A vítima deverá se dirigir à unidade que realiza o procedimento portando a ocorrência da agressão. Se houver alguma resistência ao atendimento, o responsável por hospital ou posto de saúde está sujeito a multa e demissão, entre outras punições.

Segundo a senadora Lídice da Mata (PSB-BA), a medida já era assegurada na Lei Orgânica da Saúde, o que dispensa que o projeto passe por votação no Congresso.


O que é a pesquisa- O Relatório-Diagnóstico dos Atendimentos de Violência foi realizado pelo Núcleo de Prevenção à Violência, ligado à Secretaria de Saúde da Capital.

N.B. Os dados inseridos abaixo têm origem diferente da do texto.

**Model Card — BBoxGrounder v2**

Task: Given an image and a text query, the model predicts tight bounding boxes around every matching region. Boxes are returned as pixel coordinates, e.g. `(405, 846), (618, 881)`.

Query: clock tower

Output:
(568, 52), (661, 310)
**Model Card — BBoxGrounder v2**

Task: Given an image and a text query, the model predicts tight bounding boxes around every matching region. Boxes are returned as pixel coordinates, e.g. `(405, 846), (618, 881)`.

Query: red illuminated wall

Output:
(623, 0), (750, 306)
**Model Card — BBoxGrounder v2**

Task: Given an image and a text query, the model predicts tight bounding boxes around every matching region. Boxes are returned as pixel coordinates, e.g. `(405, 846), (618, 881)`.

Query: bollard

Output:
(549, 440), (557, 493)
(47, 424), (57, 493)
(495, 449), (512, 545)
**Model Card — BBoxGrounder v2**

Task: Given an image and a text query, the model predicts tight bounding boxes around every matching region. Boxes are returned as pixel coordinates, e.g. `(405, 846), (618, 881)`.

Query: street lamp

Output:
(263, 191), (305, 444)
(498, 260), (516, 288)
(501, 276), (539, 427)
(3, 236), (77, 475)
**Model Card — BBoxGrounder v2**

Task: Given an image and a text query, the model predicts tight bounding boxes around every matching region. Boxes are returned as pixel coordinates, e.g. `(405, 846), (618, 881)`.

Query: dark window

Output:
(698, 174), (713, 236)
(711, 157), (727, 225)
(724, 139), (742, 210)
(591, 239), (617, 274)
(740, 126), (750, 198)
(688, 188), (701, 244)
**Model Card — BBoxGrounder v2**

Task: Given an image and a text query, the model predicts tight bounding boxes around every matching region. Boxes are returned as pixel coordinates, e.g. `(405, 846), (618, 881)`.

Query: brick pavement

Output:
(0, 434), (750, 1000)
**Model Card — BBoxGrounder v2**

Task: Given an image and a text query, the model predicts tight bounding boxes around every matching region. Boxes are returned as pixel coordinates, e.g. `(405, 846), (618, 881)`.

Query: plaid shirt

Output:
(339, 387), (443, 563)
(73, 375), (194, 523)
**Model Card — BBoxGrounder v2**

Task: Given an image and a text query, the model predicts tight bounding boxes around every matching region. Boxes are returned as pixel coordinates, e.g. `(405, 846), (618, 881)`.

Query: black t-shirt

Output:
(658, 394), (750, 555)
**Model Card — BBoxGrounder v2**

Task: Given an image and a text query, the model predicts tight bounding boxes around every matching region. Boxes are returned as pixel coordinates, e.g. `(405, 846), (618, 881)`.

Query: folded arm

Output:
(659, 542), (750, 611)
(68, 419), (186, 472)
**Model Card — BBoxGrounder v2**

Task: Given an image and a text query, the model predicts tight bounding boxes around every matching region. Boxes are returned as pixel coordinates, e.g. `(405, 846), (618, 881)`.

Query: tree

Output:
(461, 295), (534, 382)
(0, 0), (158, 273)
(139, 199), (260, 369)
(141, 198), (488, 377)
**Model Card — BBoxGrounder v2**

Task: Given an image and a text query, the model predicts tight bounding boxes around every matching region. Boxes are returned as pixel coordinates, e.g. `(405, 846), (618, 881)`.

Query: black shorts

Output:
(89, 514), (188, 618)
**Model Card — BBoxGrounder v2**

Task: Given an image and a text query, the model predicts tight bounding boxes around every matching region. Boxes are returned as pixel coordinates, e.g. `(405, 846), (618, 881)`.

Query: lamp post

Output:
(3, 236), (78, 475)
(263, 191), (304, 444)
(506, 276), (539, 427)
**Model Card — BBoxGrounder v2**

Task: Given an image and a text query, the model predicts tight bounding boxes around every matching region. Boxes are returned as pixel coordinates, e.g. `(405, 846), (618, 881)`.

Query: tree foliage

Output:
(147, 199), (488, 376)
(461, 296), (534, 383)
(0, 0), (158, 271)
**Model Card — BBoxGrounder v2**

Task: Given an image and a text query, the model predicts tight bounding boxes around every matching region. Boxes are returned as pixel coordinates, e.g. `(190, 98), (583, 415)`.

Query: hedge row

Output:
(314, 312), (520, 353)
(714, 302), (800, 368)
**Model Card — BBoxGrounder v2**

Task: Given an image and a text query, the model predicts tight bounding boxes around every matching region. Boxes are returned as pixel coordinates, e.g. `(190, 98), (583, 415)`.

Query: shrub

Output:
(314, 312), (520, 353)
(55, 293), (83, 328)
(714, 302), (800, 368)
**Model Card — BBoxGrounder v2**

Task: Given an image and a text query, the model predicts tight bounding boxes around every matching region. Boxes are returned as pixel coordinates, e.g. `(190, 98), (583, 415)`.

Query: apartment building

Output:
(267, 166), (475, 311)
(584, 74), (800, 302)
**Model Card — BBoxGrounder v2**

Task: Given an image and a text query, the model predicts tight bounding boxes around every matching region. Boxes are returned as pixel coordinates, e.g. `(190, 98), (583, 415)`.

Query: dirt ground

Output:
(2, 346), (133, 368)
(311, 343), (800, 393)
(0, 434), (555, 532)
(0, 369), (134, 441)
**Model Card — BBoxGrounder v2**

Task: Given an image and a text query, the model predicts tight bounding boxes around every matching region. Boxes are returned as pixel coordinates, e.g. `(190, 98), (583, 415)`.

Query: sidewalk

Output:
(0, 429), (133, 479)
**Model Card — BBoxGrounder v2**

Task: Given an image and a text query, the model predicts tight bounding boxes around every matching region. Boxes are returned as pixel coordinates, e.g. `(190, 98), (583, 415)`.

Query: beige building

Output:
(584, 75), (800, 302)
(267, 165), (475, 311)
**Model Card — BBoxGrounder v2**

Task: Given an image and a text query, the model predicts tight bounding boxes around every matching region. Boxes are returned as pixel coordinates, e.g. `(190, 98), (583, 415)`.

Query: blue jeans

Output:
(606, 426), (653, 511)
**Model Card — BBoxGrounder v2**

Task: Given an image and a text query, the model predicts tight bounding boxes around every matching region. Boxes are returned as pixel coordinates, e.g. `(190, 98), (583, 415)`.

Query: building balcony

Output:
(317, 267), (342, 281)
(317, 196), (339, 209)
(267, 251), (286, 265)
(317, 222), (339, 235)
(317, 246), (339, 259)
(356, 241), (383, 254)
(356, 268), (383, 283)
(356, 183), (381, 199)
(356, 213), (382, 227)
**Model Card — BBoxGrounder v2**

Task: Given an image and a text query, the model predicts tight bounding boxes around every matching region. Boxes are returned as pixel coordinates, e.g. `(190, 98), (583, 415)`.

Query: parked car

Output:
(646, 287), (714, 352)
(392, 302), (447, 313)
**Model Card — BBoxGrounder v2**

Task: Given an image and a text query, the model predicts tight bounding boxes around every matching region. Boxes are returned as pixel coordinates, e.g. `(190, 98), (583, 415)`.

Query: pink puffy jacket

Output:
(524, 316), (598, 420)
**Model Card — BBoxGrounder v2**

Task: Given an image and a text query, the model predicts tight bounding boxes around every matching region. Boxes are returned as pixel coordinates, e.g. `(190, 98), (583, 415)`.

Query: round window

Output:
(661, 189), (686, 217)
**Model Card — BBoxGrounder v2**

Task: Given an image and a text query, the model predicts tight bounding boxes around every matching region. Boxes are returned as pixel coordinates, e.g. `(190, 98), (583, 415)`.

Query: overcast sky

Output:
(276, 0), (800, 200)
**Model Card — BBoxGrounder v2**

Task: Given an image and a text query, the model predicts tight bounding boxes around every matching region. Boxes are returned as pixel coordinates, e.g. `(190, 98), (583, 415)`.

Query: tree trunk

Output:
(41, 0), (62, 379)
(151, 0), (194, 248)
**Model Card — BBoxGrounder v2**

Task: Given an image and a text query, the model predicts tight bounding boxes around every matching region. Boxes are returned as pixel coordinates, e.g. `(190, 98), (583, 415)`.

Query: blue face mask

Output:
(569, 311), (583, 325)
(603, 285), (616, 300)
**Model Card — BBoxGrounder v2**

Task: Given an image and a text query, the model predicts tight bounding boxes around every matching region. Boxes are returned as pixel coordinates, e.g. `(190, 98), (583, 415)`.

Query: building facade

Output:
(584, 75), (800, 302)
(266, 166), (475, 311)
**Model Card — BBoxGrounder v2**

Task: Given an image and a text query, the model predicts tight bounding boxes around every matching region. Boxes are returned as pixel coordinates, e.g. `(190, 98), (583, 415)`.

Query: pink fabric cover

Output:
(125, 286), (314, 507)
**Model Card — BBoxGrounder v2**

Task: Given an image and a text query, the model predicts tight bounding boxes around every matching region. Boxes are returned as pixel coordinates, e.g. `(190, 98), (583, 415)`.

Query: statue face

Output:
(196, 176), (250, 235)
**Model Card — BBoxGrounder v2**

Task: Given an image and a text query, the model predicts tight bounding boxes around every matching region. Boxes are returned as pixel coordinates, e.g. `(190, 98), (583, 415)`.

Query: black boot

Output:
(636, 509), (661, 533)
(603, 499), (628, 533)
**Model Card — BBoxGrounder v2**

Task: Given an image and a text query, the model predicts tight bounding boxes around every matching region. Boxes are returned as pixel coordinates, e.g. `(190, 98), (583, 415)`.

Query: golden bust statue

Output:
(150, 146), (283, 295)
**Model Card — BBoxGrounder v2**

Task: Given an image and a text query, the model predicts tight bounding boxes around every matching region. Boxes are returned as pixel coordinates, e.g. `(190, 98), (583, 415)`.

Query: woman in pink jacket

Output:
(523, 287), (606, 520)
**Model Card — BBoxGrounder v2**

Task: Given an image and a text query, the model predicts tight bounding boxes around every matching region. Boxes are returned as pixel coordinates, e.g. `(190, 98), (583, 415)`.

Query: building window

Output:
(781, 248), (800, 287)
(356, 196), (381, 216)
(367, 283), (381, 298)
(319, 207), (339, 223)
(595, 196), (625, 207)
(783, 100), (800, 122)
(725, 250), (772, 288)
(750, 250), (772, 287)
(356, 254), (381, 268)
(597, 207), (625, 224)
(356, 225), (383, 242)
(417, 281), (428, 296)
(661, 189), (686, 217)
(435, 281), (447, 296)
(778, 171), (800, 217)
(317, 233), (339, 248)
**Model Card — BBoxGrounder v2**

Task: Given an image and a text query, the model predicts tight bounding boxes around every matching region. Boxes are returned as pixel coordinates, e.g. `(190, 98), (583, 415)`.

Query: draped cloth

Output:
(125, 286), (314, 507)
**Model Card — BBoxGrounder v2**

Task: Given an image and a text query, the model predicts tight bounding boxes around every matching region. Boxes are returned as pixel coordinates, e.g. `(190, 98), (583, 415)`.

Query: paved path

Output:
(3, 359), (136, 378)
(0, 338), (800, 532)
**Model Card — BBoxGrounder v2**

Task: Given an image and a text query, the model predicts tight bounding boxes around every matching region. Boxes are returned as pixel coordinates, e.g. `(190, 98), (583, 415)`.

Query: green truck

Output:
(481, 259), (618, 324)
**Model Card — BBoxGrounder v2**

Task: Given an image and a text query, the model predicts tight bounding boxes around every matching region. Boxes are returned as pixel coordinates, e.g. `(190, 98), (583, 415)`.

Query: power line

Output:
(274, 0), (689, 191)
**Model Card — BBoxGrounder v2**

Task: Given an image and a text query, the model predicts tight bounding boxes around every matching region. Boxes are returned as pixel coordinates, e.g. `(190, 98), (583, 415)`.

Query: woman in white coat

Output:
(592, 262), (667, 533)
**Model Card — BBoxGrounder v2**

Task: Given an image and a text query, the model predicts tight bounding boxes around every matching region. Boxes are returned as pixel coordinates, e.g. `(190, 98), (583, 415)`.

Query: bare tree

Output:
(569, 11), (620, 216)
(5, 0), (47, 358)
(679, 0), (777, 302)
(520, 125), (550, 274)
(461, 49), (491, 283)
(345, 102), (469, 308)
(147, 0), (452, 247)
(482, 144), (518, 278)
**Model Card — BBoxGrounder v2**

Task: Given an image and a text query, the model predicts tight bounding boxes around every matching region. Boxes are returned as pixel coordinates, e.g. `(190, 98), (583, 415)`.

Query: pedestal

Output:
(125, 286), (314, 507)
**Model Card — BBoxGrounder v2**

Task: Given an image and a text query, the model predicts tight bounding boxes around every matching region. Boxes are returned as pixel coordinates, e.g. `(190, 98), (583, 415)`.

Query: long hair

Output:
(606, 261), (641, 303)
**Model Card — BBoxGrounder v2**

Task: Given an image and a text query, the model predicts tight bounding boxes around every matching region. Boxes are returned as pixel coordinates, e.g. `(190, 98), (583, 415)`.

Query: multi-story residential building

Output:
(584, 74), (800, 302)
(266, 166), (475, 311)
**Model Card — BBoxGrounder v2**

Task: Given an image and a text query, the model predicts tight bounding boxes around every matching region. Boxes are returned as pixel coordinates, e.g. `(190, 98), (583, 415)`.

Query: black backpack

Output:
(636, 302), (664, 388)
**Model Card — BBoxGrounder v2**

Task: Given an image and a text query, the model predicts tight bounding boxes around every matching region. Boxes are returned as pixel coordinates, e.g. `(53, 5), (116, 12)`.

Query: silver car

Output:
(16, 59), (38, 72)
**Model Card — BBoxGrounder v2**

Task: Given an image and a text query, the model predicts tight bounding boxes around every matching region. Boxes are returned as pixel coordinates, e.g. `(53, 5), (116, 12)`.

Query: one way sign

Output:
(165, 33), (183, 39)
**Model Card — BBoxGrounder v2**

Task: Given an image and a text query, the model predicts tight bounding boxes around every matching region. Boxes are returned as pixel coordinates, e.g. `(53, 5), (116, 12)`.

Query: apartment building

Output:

- O estudo ouviu, por meio de um questionário, 154 instituições como conselhos tutelares, hospitais, postos de saúde, escolas especiais e delegacias.
- Levou em conta atendimentos a mulheres, crianças, adolescentes, idosos e pessoas com deficiência registrados em 2010.
- Neste recorte, no ano passado Porto Alegre teve 211.865 atendimentos, média de 580 ao dia.
- Das instituições entrevistadas, 67% já atenderam crianças e adolescentes vítimas de violência.
- 211.865 atendimentos envolvendo violência foram contabilizados em Porto Alegre em 2010.